Mum can't afford to keep her dying daughter warm in her final days

The mum of a terminally ill girl, 7, ‘with days left to live’ can’t afford to heat their home amid Britain’s cost of living crisis.

Anastasia Hazell, who suffers from a rare and aggressive brain tumour, is unable to speak or walk and has to eat through a feeding tube.

Her family was plunged into a ‘nightmare’ last March when doctors said she wouldn’t survive longer than a year.

The once ‘healthy and popular’ schoolgirl is rapidly deteriorating – but faces going without warm showers or baths on some days as she reaches the end of her life.

Her loved ones have tried to keep her warm with a wood burner and heated blankets as savings are sucked up by soaring energy bills.

Heartbroken mum Alexandra Hazell, 35, says they are plagued by fears over money.

‘The cost of living has just skyrocketed. We’ve had to turn the heating off twice’, she said.

‘We just want to spend time with her but all my time is spent worrying about this.’

Anastasia also lives with dad James, 35, and brother Ryker, three, in a village near Great Yarmouth, Norfolk.

Rather than spend the remainder of her life in hospital, she is being cared for at home by nurses and family as they all wanted to be together.

Alexandra, who works as a support worker, says she has noticed her daughter struggling to breathe lately.

She continued: ‘Anastasia is getting towards the end and we’re still having to rattle around for money. Our heating has gone off twice as we’ve run out of oil. It’s just impossible.

‘It got so bad we were all camped in her room with a wood burner. We were throwing wood on the fire to make the room warm enough to get through the night.

‘The other time we ran out of oil we were having to put heated blankets on Anastasia because she was turning blue.

‘We haven’t been able to give her a warm bath or shower sometimes. It’s crazy. There are weeks when we can’t afford basic things.

‘We put away £1,000 for last Christmas but that was eaten up beforehand by food and heating costs.’
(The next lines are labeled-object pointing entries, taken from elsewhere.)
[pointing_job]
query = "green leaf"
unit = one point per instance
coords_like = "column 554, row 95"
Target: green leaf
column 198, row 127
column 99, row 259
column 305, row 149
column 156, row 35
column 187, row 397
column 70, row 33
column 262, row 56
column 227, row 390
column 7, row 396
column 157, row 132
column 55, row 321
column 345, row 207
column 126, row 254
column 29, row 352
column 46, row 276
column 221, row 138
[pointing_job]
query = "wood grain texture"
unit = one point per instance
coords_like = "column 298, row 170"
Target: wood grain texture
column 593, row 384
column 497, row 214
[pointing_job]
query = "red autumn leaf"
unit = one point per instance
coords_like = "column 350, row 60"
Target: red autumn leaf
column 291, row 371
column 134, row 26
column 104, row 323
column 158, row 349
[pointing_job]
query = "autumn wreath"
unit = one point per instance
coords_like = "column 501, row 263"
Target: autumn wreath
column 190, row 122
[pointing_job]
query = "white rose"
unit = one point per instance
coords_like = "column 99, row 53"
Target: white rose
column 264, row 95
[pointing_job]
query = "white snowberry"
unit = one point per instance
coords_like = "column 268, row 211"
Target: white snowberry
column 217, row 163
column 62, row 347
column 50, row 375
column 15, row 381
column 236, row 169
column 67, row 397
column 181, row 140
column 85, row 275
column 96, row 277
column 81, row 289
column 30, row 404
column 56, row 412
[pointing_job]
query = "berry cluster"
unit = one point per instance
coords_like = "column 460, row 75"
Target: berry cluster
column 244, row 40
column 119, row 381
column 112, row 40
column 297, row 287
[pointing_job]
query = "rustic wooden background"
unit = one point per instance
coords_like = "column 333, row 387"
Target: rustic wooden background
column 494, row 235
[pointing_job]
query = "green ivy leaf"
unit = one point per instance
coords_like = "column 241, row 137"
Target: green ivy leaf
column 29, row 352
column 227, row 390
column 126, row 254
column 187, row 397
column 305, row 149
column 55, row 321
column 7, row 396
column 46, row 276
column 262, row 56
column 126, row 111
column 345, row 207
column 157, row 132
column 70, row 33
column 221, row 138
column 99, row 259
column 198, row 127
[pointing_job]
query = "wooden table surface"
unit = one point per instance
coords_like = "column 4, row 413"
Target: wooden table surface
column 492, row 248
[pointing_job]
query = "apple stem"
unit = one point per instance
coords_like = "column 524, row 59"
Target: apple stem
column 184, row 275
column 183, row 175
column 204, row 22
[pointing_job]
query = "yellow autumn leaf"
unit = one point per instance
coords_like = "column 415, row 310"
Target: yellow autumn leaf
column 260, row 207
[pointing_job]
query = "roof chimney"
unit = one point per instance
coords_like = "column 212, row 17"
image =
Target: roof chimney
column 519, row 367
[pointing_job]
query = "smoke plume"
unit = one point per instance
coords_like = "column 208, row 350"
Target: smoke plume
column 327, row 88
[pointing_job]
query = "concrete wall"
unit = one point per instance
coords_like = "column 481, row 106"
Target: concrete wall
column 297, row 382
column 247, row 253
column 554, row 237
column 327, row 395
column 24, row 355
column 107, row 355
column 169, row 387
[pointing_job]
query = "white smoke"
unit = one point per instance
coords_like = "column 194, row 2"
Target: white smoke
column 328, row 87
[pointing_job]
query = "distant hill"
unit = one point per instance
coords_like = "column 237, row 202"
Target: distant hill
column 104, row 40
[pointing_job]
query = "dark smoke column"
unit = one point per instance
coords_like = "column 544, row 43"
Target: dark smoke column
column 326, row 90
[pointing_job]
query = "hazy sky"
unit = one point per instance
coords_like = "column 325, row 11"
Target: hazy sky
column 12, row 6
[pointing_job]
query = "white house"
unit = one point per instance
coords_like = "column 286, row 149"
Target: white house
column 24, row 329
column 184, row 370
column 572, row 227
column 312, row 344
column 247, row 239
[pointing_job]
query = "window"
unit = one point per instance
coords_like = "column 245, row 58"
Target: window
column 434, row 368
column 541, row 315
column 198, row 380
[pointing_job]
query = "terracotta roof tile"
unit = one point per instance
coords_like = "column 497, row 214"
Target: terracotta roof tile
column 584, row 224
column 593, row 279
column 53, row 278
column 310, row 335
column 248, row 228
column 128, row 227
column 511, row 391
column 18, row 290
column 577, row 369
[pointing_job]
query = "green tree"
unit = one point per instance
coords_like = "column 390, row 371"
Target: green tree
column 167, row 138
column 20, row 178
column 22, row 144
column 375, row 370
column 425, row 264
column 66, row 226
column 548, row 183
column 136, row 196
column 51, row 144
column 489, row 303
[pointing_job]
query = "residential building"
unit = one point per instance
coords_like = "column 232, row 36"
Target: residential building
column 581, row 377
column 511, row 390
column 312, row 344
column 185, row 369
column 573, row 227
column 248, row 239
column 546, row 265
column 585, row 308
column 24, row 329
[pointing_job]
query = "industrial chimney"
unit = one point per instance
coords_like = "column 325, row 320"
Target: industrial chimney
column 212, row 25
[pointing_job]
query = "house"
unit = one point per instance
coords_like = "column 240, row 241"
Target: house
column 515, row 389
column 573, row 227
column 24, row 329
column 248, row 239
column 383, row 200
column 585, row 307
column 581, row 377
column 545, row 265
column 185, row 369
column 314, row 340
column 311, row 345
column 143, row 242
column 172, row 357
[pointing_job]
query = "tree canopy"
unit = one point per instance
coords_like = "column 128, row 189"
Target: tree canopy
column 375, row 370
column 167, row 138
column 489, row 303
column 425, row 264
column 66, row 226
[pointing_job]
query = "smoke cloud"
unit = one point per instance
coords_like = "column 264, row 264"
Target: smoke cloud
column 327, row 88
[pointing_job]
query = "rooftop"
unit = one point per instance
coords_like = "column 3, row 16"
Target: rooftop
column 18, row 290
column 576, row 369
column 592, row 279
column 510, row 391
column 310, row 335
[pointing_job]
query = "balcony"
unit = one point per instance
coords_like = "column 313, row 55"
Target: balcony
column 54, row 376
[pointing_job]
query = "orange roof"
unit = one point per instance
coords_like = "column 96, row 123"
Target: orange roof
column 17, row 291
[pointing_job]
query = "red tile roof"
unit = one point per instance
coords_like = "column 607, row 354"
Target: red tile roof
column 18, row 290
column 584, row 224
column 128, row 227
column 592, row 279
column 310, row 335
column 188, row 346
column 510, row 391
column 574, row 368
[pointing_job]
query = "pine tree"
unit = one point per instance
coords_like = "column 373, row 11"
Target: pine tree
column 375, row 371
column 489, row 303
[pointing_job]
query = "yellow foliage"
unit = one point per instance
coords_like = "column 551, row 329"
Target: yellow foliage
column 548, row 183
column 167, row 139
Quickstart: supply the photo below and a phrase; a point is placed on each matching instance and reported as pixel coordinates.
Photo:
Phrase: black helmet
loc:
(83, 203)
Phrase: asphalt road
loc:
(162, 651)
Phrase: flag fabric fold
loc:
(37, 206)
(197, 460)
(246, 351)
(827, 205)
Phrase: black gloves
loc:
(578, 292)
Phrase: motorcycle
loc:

The tragic situation comes after the seven-year-old was diagnosed with a diffuse intrinsic pontine glioma – or DIPG – a week after her sixth birthday.

She had been ‘doing really well in school’ and loved to sing and dance.

Her mum said: ‘She was a totally healthy and normal girl. She had a lot of friends and was one of the more popular girls in class.

‘The diagnosis came completely out of nowhere. We noticed one day that she was a bit weak on one side.

‘The doctors found a tumour and she was rushed to Addenbrooke’s Hospital. That’s when her whole life changed.

‘She’s just so poorly. Last night she was struggling to breathe. I’m thinking how many more days are we going to have. It’s a nightmare.’

A GoFundMe started to ‘raise some funds to go towards making memories for the Hazell family’ has raised £30,000.